We should not let those people with a vested financial interest in real estate be the only voices he
Re: “Don’t let oak tree stand in way of housing,” letter, Sept. 10.
The letter-writer’s willingness to cut down the iconic Oak Bay oak tree opens a dangerous path of sacrificing the past and present for the sake of promise of the better future. Many people had to run away from political regimes founded on those promises.
Those who are suffering because of the housing shortage will not buy an expensive condo in Oak Bay or Rockland.
The excessive building of expensive condos has not added significantly to the ever-shrinking stock of affordable properties, rental or not, either in Toronto, in Vancouver or in Victoria.
The argument of the “shortage of available housing” is successfully used by developers to squeeze the most profit out of each development. In the process, trees and the character of neighbourhoods are sacrificed.

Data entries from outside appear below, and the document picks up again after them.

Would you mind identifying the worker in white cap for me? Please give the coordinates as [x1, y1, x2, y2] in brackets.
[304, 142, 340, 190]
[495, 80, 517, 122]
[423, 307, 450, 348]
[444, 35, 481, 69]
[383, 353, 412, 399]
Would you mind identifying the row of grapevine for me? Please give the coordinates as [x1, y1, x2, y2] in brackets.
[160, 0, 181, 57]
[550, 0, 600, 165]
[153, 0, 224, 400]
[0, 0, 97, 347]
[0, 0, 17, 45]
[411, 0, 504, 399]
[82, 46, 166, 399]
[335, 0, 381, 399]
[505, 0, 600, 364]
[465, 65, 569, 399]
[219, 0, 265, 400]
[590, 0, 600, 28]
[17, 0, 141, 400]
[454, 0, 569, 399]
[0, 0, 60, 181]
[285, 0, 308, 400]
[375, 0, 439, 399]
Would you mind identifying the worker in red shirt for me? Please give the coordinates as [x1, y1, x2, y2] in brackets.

The life of longtime and future residents is negatively affected.
If we want to resolve the shortage of housing, then we have to develop the areas where it is needed and possible, to build the new housing affordable for everyone now, without promising uncertain “availability” dividends in the remote future.
To quote Alice in Through the Looking Glass: “Jam tomorrow!”
History’s lessons are clear: Find a way to build our future without sacrificing the present.
We should not let those people with a vested financial interest in real estate be the only voices heard in the planning of our future.